Metadata-Version: 2.1
Name: fastsafetensors
Version: 0.3
Summary: High-performance safetensors model loader
Author-email: Takeshi Yoshimura <tyos@jp.ibm.com>
Maintainer-email: Takeshi Yoshimura <tyos@jp.ibm.com>
License: Apache-2.0
Project-URL: Repository, https://github.com/foundation-model-stack/fastsafetensors
Keywords: fastsafetensors,safetensors,GDS
Classifier: Programming Language :: Python :: 3.10
Classifier: Programming Language :: Python :: 3.11
Classifier: Programming Language :: Python :: 3.12
Classifier: Programming Language :: Python :: 3.13
Requires-Python: <3.14,>=3.10
Description-Content-Type: text/markdown
License-File: LICENSE
Requires-Dist: typer>=0.9.0
Provides-Extra: dev
Requires-Dist: pre-commit>=3.6.0; extra == "dev"
Requires-Dist: black==25.11.0; extra == "dev"
Requires-Dist: isort==6.1.0; extra == "dev"
Requires-Dist: flake8==7.3.0; extra == "dev"
Requires-Dist: mypy==1.19.1; extra == "dev"
Provides-Extra: progress
Requires-Dist: tqdm>=4.66.0; extra == "progress"
Provides-Extra: test
Requires-Dist: torch>=2.5.1; extra == "test"
Requires-Dist: pytest>=8.1.1; extra == "test"
Requires-Dist: pytest-cov>=5.0.0; extra == "test"
Requires-Dist: transformers>=4.40.2; extra == "test"
Requires-Dist: safetensors>=0.4.0; extra == "test"
Requires-Dist: vllm>=0.8.2; extra == "test"
Provides-Extra: threefs
Requires-Dist: fastsafetensor-3fs-reader>=0.3.3; extra == "threefs"

fastsafetensors is an efficient safetensors model loader.
This library is tested with Python 3.10-3.13 and PyTorch 2.1-2.7.

Disclaimer: This repository contains a research prototype. It should be used with caution.

# Features

We introduced three major features to optimize model loading performance:
1. Batched, lazy tensor instantiation.
2. GPU offloading for sharding, type conversions, and device pointer alignment.
3. GPU Direct Storage enablement for file loading from storage to GPU memory.

A major design difference from the original safetensors file loader is that fastsafetensors does *NOT* use `mmap`.
The original loader loads tensors on demand from memory-mapped files,
but unfortunately, it cannot fully utilize high-throughput I/O such as NVMe SSDs.
Therefore, we asynchronously transfer files in parallel to saturate storage throughput.
The loader then lazily instantiates tensors in GPU device memory with DLPack.

Another design change is to offload sharding and other tensor manipulations to GPUs.
The original loader provides slicing for sharding in user programs before copying to device memory.
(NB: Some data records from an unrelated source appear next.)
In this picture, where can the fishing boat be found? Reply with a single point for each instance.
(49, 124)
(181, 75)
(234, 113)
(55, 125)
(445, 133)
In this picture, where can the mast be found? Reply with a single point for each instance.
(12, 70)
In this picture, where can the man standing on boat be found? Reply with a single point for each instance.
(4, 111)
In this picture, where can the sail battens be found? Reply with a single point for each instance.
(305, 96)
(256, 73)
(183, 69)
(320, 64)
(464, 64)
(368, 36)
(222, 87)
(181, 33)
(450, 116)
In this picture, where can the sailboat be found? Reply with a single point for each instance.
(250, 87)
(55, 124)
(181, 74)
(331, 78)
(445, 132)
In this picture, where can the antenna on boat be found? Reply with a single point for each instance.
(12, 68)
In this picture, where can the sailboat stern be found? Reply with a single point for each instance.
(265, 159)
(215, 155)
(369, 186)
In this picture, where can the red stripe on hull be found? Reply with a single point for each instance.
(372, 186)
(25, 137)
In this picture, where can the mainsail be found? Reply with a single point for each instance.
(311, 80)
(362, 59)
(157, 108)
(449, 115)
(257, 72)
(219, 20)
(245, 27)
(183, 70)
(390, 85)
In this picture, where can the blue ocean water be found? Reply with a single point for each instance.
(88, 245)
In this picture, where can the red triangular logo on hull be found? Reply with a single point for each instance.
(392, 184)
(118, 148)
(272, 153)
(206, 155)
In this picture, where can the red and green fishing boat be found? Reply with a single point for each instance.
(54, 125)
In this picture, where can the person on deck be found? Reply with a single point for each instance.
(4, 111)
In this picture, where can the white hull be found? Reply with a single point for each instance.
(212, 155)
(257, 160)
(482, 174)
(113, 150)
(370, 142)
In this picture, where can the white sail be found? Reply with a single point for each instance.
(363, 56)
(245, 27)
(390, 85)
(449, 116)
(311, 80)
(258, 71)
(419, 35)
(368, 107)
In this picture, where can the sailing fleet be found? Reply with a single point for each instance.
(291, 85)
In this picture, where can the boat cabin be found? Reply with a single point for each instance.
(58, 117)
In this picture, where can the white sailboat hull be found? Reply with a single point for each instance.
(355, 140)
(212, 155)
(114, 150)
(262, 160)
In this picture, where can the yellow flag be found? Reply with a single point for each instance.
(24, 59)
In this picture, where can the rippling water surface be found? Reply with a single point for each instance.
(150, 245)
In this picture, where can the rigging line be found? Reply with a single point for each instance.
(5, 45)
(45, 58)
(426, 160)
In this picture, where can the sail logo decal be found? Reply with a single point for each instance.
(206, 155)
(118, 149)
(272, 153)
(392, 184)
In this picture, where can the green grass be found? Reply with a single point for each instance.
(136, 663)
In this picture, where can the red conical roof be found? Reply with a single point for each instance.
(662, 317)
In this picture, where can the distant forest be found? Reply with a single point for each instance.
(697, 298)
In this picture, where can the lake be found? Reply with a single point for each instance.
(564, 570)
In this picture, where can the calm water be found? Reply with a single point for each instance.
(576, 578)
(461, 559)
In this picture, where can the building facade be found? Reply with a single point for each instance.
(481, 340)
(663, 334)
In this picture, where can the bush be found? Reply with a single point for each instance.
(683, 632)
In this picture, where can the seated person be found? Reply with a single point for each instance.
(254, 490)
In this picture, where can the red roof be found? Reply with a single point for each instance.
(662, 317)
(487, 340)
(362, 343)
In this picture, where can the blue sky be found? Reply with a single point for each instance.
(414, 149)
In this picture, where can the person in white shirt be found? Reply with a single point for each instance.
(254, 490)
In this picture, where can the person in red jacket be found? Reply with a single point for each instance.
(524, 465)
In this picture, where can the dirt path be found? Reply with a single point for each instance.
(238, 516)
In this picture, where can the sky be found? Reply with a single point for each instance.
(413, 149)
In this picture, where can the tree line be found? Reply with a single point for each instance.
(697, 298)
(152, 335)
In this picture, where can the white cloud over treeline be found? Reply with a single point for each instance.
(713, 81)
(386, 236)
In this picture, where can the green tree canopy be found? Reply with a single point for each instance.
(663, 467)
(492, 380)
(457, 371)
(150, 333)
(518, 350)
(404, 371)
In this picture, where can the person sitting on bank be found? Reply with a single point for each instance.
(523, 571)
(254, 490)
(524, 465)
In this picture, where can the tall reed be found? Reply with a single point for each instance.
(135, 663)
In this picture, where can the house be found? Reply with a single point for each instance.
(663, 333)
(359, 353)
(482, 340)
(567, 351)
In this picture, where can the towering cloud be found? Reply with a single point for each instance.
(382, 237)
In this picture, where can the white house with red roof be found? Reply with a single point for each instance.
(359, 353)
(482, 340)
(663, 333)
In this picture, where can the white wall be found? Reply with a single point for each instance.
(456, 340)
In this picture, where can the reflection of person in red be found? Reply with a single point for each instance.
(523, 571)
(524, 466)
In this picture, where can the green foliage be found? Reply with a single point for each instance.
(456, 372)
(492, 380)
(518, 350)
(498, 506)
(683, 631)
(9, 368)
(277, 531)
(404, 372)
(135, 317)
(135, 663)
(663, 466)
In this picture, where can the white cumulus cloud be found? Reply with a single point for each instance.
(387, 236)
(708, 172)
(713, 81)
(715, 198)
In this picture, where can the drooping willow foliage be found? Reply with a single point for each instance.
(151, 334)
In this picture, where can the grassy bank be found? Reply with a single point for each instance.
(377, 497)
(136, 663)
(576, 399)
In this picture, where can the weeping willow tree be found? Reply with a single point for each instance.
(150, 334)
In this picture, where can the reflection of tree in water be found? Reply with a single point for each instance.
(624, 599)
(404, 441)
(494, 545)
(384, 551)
However, it incurs high CPU usage for host memory accesses.
Therefore, we introduce special APIs to run sharding with `torch.distributed` collective operations such as `broadcast` and `scatter`.
The offloading is also applied to other tensor manipulations such as type conversions.

The above two designs can be naturally extended to utilize device-to-device data transfers with GPU Direct Storage.
The technology helps minimize copy overheads from NVMe SSDs to GPU memory by bypassing host CPU and memory.

## Basic API usage

`SafeTensorsFileLoader` is a low-level entrypoint. To use it, pass either `SingleGroup()` for simple inference or `ProcessGroup()` (from `torch.distributed`) for tensor-parallel inference. The loader supports both CPU and CUDA devices, with optional GPU Direct Storage (GDS) support. You can specify the device and GDS settings using the `device` and `nogds` arguments, respectively. Note that if GDS is not available, the loader will fail to open files when `nogds=False`. For more information on enabling GDS, please refer to the NVIDIA documentation.

After creating a `SafeTensorsFileLoader` instance, first map target files and a rank using the `.add_filenames()` method. Then, call `.copy_file_to_device()` to trigger the actual file copies on aggregated GPU memory fragments and directly instantiate a group of tensors. Once the files are loaded, you can retrieve a tensor using the `.get_tensor()` method. Additionally, you can obtain sharded tensors by `.get_sharded()`, which internally runs collective operations in `torch.distributed`.

Important: To release the GPU memory allocated for tensors, you must explicitly call the `.close()` method. This is because fastsafetensors allows multiple tensors to share a limited number of GPU memory fragments. As a result, it is the user's responsibility to ensure that all tensors are properly released before calling `.close()`, which will then safely release the underlying GPU memory.

`fastsafe_open` is an easier entrypoint. You can force GDS off and run in fallback mode if `nogds=True`. However, users must be aware of the above tricky memory management model, which should be fixed in future releases.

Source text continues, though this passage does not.